The RGS-IBG 2015 is about to start in Exeter. It’s a long time I haven’t took part to one RGS-IBG and I am very much looking forward to it: this year program looks great.
At the conference I’ve co-organised two sessions with Tatiana Thieme and Elisabetta Rosa, called The city and the margins: Ethnographic challenges across makeshift urbanism. The sessions are about doing ethnography at the margins today, in the mist of relevant theoretical changes and methodological challenges. We have a great line-up of 8 papers, starting from 9:00 on Wednesday 02 September (Newman Building – Lecture Theatre A/Blue). The program for the two sessions can be found here and here.
Moreover, on Friday 04 September at 9:00 (Peter Chalk – Room 2.5) I’ll be presenting in Lizzie Richardson, Robert Shaw and Jonathan Silver’s session on Producing Urban Life: Fragility and Socio-Cultural Infrastructures (here is the program). My paper is entitled The infra-structure of injectable drugs in underground Bucharest. The presentation contains some provisional thoughts around my 2003 and 2014/15 research about the underground canals of Bucharest. You can read the abstract below.

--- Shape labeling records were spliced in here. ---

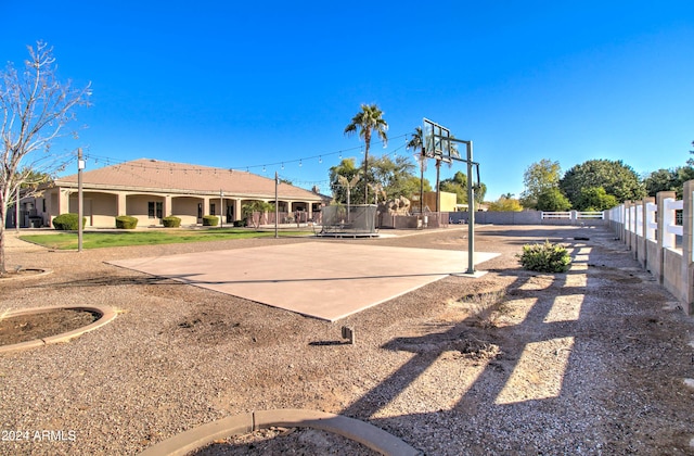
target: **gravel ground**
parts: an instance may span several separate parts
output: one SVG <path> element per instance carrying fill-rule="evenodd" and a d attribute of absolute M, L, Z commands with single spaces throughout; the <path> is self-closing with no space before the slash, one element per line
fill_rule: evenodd
<path fill-rule="evenodd" d="M 476 249 L 501 253 L 483 278 L 447 277 L 334 324 L 104 264 L 286 242 L 464 249 L 465 235 L 9 249 L 10 266 L 54 273 L 1 283 L 0 314 L 94 303 L 120 315 L 0 355 L 0 454 L 137 454 L 272 408 L 362 419 L 428 455 L 694 454 L 694 321 L 602 228 L 479 227 Z M 570 246 L 568 273 L 518 267 L 520 246 L 545 239 Z M 332 343 L 343 325 L 356 345 Z"/>

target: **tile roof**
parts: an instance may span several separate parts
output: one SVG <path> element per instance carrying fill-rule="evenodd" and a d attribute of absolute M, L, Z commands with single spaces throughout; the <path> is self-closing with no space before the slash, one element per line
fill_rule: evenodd
<path fill-rule="evenodd" d="M 55 180 L 56 186 L 77 185 L 77 175 Z M 183 163 L 139 159 L 82 173 L 85 188 L 141 190 L 170 193 L 214 193 L 274 198 L 274 179 L 237 169 L 214 168 Z M 287 183 L 280 183 L 280 198 L 319 201 L 321 195 Z"/>

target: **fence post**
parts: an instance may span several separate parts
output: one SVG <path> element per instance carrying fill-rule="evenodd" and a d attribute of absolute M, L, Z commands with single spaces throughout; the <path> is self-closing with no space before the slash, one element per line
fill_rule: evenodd
<path fill-rule="evenodd" d="M 684 182 L 682 195 L 682 287 L 685 311 L 694 315 L 694 180 Z"/>
<path fill-rule="evenodd" d="M 665 200 L 667 199 L 674 199 L 674 192 L 673 191 L 659 191 L 656 195 L 656 204 L 658 205 L 658 212 L 656 214 L 656 218 L 657 218 L 657 223 L 658 223 L 658 230 L 657 230 L 657 235 L 658 235 L 658 264 L 659 264 L 659 270 L 658 270 L 658 283 L 664 284 L 665 283 L 665 249 L 668 245 L 668 238 L 671 236 L 672 237 L 672 244 L 674 244 L 674 235 L 669 235 L 667 232 L 667 219 L 668 219 L 668 214 L 666 214 L 667 211 L 665 211 Z"/>
<path fill-rule="evenodd" d="M 627 249 L 629 250 L 632 250 L 631 224 L 633 213 L 631 212 L 631 200 L 625 201 L 625 244 L 627 244 Z"/>

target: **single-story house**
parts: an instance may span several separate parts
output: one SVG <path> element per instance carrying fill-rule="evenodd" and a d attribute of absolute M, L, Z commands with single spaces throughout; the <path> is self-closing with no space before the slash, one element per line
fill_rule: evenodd
<path fill-rule="evenodd" d="M 288 183 L 277 186 L 279 211 L 321 211 L 330 198 Z M 55 179 L 39 197 L 21 200 L 21 226 L 52 226 L 64 213 L 78 212 L 78 175 Z M 130 215 L 138 226 L 157 226 L 175 215 L 182 225 L 201 224 L 204 215 L 221 215 L 223 223 L 242 219 L 242 206 L 253 201 L 274 203 L 272 178 L 236 169 L 140 159 L 82 172 L 82 213 L 88 227 L 115 227 L 115 218 Z M 8 214 L 10 221 L 11 214 Z"/>

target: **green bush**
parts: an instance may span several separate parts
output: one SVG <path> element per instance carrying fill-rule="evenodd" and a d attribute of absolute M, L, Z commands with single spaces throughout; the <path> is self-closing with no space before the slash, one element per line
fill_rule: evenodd
<path fill-rule="evenodd" d="M 181 226 L 181 218 L 170 215 L 162 218 L 162 224 L 164 224 L 166 228 L 179 228 Z"/>
<path fill-rule="evenodd" d="M 204 227 L 216 227 L 219 225 L 219 217 L 216 215 L 204 215 L 203 216 L 203 226 Z"/>
<path fill-rule="evenodd" d="M 543 244 L 523 245 L 523 254 L 517 256 L 525 269 L 538 273 L 566 273 L 571 264 L 566 248 L 549 240 Z"/>
<path fill-rule="evenodd" d="M 73 213 L 61 214 L 53 218 L 53 228 L 66 231 L 79 229 L 79 215 Z M 87 217 L 82 217 L 82 227 L 87 225 Z"/>
<path fill-rule="evenodd" d="M 138 219 L 130 215 L 119 215 L 116 217 L 116 228 L 118 229 L 133 229 L 138 226 Z"/>

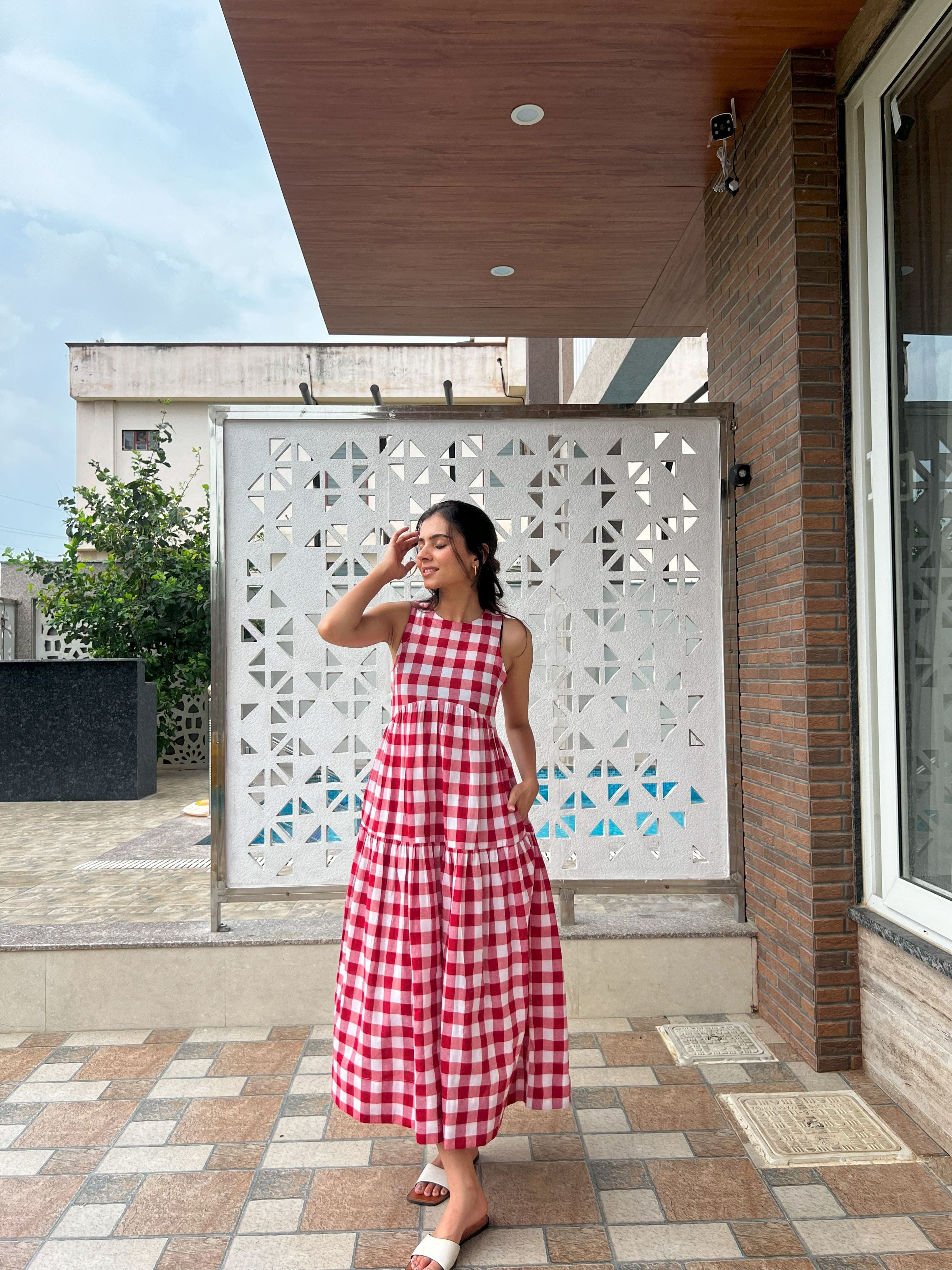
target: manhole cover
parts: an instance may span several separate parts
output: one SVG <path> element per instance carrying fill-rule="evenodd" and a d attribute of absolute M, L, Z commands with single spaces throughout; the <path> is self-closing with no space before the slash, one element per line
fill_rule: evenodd
<path fill-rule="evenodd" d="M 658 1030 L 680 1064 L 777 1062 L 749 1024 L 663 1024 Z"/>
<path fill-rule="evenodd" d="M 913 1152 L 853 1090 L 835 1093 L 722 1093 L 770 1167 L 913 1160 Z"/>

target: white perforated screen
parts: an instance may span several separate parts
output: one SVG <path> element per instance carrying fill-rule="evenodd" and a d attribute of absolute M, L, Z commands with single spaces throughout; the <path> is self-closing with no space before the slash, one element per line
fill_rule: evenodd
<path fill-rule="evenodd" d="M 532 631 L 553 880 L 726 878 L 718 420 L 316 415 L 222 425 L 227 885 L 347 880 L 391 658 L 316 624 L 447 497 L 493 518 Z"/>

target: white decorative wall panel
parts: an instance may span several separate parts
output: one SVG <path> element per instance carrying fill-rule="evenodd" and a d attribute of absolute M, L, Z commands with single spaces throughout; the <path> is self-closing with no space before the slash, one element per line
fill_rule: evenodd
<path fill-rule="evenodd" d="M 223 471 L 228 886 L 347 880 L 391 658 L 316 625 L 447 497 L 493 518 L 504 603 L 533 635 L 552 878 L 729 875 L 716 419 L 293 411 L 226 422 Z"/>

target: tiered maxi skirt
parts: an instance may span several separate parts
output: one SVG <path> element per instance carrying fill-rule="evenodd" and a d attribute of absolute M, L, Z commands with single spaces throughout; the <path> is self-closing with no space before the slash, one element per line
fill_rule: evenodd
<path fill-rule="evenodd" d="M 362 1124 L 448 1149 L 490 1142 L 510 1102 L 569 1106 L 559 927 L 531 827 L 468 850 L 360 832 L 331 1092 Z"/>

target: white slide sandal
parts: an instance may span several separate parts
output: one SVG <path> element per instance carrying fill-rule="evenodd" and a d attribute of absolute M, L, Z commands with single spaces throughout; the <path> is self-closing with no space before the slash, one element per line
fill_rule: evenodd
<path fill-rule="evenodd" d="M 475 1231 L 470 1231 L 468 1234 L 459 1240 L 459 1243 L 454 1243 L 453 1240 L 438 1240 L 435 1234 L 424 1234 L 420 1242 L 410 1253 L 413 1257 L 429 1257 L 430 1261 L 435 1261 L 437 1265 L 442 1266 L 443 1270 L 452 1270 L 456 1259 L 459 1256 L 461 1245 L 466 1243 L 467 1240 L 472 1240 L 475 1236 L 481 1234 L 489 1226 L 489 1218 Z"/>
<path fill-rule="evenodd" d="M 477 1165 L 479 1161 L 480 1161 L 480 1153 L 477 1151 L 472 1162 L 473 1165 Z M 433 1182 L 434 1186 L 442 1186 L 447 1194 L 418 1195 L 416 1187 L 420 1185 L 420 1182 Z M 447 1179 L 446 1170 L 440 1168 L 439 1165 L 424 1165 L 423 1172 L 414 1182 L 413 1189 L 410 1194 L 406 1196 L 406 1199 L 407 1203 L 410 1204 L 421 1204 L 425 1208 L 433 1208 L 437 1204 L 444 1204 L 449 1199 L 449 1180 Z M 447 1267 L 444 1266 L 443 1270 L 447 1270 Z"/>

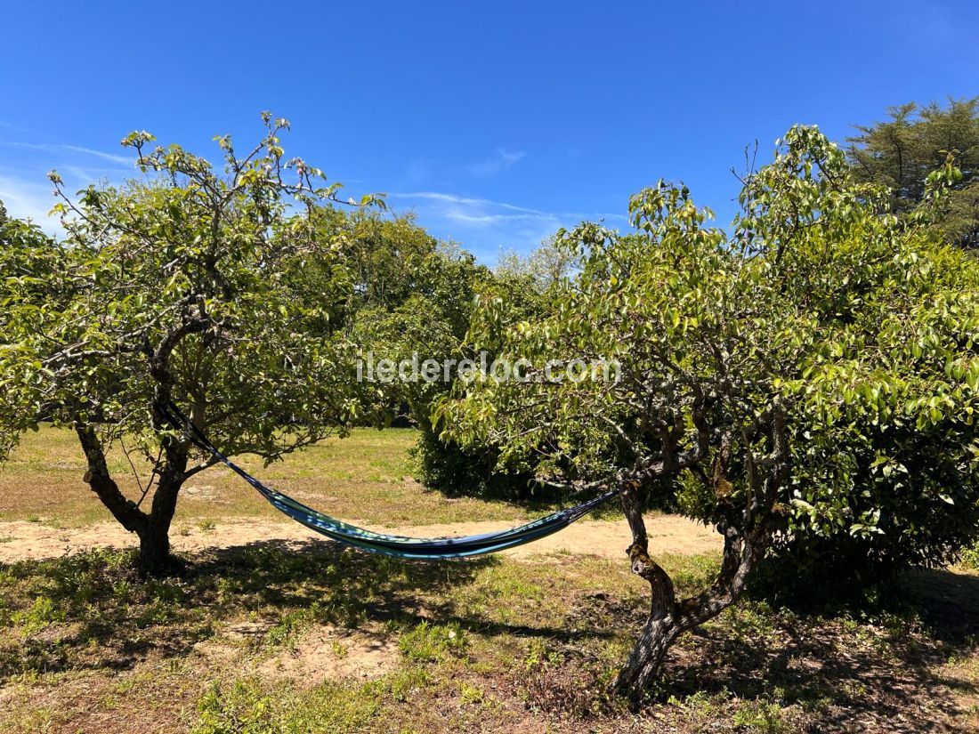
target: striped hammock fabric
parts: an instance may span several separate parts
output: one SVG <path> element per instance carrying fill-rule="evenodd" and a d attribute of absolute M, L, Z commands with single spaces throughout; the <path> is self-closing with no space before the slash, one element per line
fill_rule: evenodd
<path fill-rule="evenodd" d="M 480 535 L 467 535 L 465 537 L 418 538 L 405 537 L 403 535 L 388 535 L 363 528 L 357 528 L 349 523 L 331 518 L 328 515 L 313 510 L 311 507 L 303 505 L 287 494 L 272 489 L 267 484 L 263 484 L 218 451 L 208 437 L 172 403 L 167 407 L 166 419 L 178 431 L 184 432 L 197 446 L 211 454 L 215 459 L 228 467 L 228 469 L 249 482 L 279 512 L 292 518 L 297 523 L 305 526 L 310 530 L 325 535 L 331 540 L 336 540 L 339 543 L 362 551 L 380 553 L 386 556 L 436 561 L 446 558 L 479 556 L 486 553 L 496 553 L 507 548 L 515 548 L 518 545 L 539 540 L 542 537 L 564 529 L 595 508 L 618 496 L 621 491 L 620 489 L 613 489 L 575 507 L 560 510 L 539 520 L 535 520 L 507 530 L 486 532 Z"/>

The infra-structure of injectable drugs in underground Bucharest
From outdoor consumption taking place in liminal street spaces to indoor practices of injection in marginalised and neglected neighbourhoods, Bucharest presents a variegated cartography of drug-related activities. This is a map made up of subjects, objects, urban atmospheres, discourses and practices that take different forms and paths accordingly to the relative urban infrastructure involved. The paper focuses on one of the latter, namely the teleheating network (known also as ‘district heating’). The network consists of an vast web of undergrounds pipes connecting a centralised heating system to Bucharest’s flats and offices, which are consequentially warmed up by this provision of hot water. In one of the canals hosting the teleheating pipes, which passes right in front of Bucharest’s main train station, a community of drug users has established its home. There, in four connected underground chambers each measuring roughly 8 meters in length, 2 meters at the maximum height and 1.50 meters wide, the aforementioned community sleep, eat and performs the everyday practices of drug consumption. Relying on extensive ethnographic observations, photo-taking, and interviews undertaken within the premises of the canal, the paper traces and illustrates the socio-material infrastructures characterising this space. This is an assemblage of bodies, veins, syringes, substances, and various relationships of power and affect, which speaks of drug addiction and extreme marginalisation but also of sense of belonging, reciprocal trustiness, and care. The conclusions of the paper highlight the political relevance of investigating this community from its own contextual complexity in order to build a non-normative understanding around drug consumption in contemporary Bucharest.